O cardeal Tolentino Mendonça recebeu hoje em Lisboa Prémio Europeu Helena Vaz da Silva 2020, defendendo a necessidade de preservar a centralidade simbólica e quotidiana do livro.
“Protejamos o património cultural que os livros representam. Eles são mapas para decifrar de onde viemos, mas são também telescópios e sondas apontadas ao futuro”, referiu, no seu discurso, o bibliotecário e arquivista do Vaticano.
A entrega da distinção decorreu na Fundação Calouste Gulbenkian, onde o cardeal e poeta madeirense falou do fim da “era do livro”, ao considerar que este deixou de representar “o principal foco de energia” da civilização”, sendo substituído pelos ecrãs.
“Cada um de nós passa hoje mais tempo diante de um ecrã do que de um livro”, assinalou o autor.
D. José Tolentino Mendonça destacou o impacto da “revolução digital” e a interferência cada vez maior da tecnologia na comunicação humana, num momento em que “o livro já não é a grande metáfora”.
A intervenção, com transmissão online, questionou quem vê no livro um “vestígio arcaico”.
“Não podemos abordar a identidade europeia e os seus valores matriciais sem conectar com o mundo dos livros, que a ajudaram, em cada tempo, a superar o monolitismo ideológico”, apontou.
Segundo o colaborador do Papa, as condições requeridas para a leitura “modelaram antropologicamente” a humanidade e constituem um “património cultural” que é necessário preservar.
Após a cerimónia, em declarações aos jornalistas, o cardeal Tolentino Mendonça manifestou preocupação com as quebras no mercado editorial.
“Os livros fizeram a Europa, construíram e constroem a humanidade”, insistiu.
O reconhecimento presta homenagem “à contribuição excecional” do bibliotecário e arquivista da Biblioteca e Arquivo do Vaticano, para a divulgação da cultura e dos valores europeus.
O Prémio Europeu Helena Vaz da Silva para a Divulgação do Património Cultural foi instituído em 2013 pelo Centro Nacional de Cultura (CNC) em cooperação com a Europa Nostra, a principal organização europeia de defesa do património representada em Portugal pelo CNC, e com o Clube Português de Imprensa.
Em mensagem vídeo, o secretário-geral da Organização das Nações Unidas, António Guterres, associou-se ao que considerou ser um “justo reconhecimento para um dos mais destacados homens de cultura” de Portugal e da atualidade.

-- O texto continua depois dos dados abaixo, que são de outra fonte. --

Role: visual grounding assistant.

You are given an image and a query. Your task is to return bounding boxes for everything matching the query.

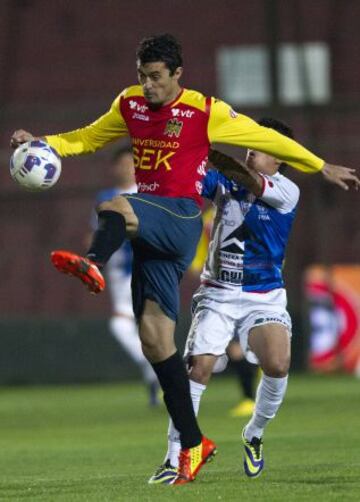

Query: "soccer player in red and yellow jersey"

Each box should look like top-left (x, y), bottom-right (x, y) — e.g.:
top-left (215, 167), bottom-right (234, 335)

top-left (11, 34), bottom-right (360, 484)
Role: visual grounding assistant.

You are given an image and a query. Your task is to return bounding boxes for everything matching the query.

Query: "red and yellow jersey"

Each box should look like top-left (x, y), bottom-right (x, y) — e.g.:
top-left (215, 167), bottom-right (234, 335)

top-left (46, 85), bottom-right (324, 203)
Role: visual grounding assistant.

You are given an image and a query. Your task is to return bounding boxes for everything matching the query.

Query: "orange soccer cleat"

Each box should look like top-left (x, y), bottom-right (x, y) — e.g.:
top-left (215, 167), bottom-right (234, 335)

top-left (173, 436), bottom-right (217, 485)
top-left (51, 250), bottom-right (105, 295)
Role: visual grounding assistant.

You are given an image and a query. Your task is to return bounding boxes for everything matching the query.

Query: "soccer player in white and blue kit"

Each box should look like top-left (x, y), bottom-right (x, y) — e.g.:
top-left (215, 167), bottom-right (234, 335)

top-left (149, 119), bottom-right (299, 484)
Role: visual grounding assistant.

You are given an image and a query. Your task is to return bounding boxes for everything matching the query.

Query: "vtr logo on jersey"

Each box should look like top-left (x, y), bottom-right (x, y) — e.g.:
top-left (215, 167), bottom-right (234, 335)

top-left (129, 99), bottom-right (148, 113)
top-left (164, 119), bottom-right (184, 138)
top-left (171, 108), bottom-right (195, 119)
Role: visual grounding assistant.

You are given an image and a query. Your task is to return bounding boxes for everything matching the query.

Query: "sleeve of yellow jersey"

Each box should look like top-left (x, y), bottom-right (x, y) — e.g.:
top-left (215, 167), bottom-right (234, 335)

top-left (45, 95), bottom-right (129, 157)
top-left (208, 99), bottom-right (324, 173)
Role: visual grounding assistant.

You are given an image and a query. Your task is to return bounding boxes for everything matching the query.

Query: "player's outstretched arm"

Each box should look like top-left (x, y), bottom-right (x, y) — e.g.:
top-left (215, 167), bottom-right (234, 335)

top-left (10, 129), bottom-right (45, 148)
top-left (321, 163), bottom-right (360, 190)
top-left (209, 149), bottom-right (263, 197)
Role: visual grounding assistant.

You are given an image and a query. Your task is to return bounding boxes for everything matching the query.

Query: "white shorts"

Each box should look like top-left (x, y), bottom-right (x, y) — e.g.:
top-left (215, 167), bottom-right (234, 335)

O responsável saudou o percurso “notável” do cardeal e poeta, destacando a sua capacidade de conjugar “as facetas de homem de fé, homem da cultura e de conhecedor da realidade humana” numa voz “singular” que chega a “sensibilidades muito distintas”.
Guterres deixou ao cardeal uma pergunta sobre “de que modo pode a Cultura contribuir para a amizade social”, de que o Papa fala na encíclica ‘Fratelli Tutti’, divulgada no início de outubro.
D. José Tolentino Mendonça respondeu ao relacionar Cultura e amizade social em três palavras: curiosidade, encontro e futuro.
“A alteridade não é uma ameaça”, apontou.
Também através de um vídeo, o presidente da República, Marcelo Rebelo de Sousa, saudou o premiado e falou do cardeal português como “património cultural imaterial” do país.
O chefe de Estado evocou a alocução do cardeal madeirense, a 10 de junho, na celebração do Dia de Portugal.
“Nós precisamos desta voz, nós precisamos destas vozes”, declarou.
Já a ministra da Cultura, Graça Fonseca, afirmou que D. José Tolentino Mendonça cumpre, na sua universalidade, o “sentido essencial” da palavra católico.
A responsável falou de um “poeta, erudito, homem da cultura, mensageiro de valores” com “uma existência dedicada aos livros e uma vida vivida para as pessoas”
“O ofício de paciência de Tolentino é sempre um ofício cantante e, como gosta de dizer, um ofício incerto, fundamentalmente criador do divino no humano”, acrescentou.
“O nosso tempo precisa de poetas, que nos devolvam a raiz do que somos e da utopia que sonhamos ser”, disse.
A sessão contou com uma intervenção da secretária-geral da Europa Nostra, Sneska Quaedvlieg-Mihailović, por ligação online.
Isabel Mota, presidente da Fundação Calouste Gulbenkian, anunciou durante a cerimónia uma colaboração com a Biblioteca Apostólica do Vaticano para expor, em 2021, dois desenhos de Boticelli, alusivos à ‘Divina Comédia’, nos 700 anos de morte do poeta florentino Dante Alighieri.